I noticed a quirk I thought I"d bring up. I'm in the middle of heading out the door and knew I'd forget tomorrow so sorry if this already exists, I noticed the source and destination folders had swapped themselves when it was done with the process. The source was the destination folder and vice-versa. I confirmed that it didn't syncronize this way, it must be a display issue or maybe the syncronize button is activated after it's complete or something. I don't know if this is a common occurence but I noticed it tonight. I can try and give a detail on the steps I took to get it that way if it's necessary, hopefully you can tell just by looking at it where to fix it.
The Source & Destination fields in the Synchronize panel are usually "locked" to follow the source & destination file displays. (You can "unlock" them by clicking padlock icons to the right of the two fields.)
This means that when you change directories in the file displays it is automatically reflected in the Source & Destination fields.
But what it also means is that if you click on the destination file display, which will make it the source, then the Source & Destination fields swap over.

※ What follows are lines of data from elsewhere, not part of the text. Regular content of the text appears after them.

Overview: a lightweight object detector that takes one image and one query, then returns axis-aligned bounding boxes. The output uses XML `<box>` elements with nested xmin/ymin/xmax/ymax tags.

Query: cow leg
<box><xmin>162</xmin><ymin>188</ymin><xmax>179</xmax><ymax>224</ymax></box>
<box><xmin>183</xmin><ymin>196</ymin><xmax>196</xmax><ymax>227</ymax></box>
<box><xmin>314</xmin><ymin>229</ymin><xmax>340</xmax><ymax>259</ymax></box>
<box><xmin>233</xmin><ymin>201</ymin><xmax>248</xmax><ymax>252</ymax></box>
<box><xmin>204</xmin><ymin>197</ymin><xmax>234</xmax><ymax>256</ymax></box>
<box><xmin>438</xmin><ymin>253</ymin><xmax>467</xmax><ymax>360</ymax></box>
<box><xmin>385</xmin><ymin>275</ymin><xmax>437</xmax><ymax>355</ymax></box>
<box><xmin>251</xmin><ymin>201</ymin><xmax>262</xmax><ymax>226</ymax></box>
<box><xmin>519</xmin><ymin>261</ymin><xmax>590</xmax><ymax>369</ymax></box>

Which filesystems are the source and destination using?
Different filesystems (e.g. NTFS, FAT32, FTP sites, network drives, Zip files) all have different time resolution for different timestamps. Some can only count time in two-second intervals, for example, so times will be rounded up or down when you copy files to them.
The "ignore seconds" option exists to combat this problem.
It does sound like the option is acting in reverse, though I bet there's an explanaton for it. Could you make a screenshot or two showing exactly what's going wrong?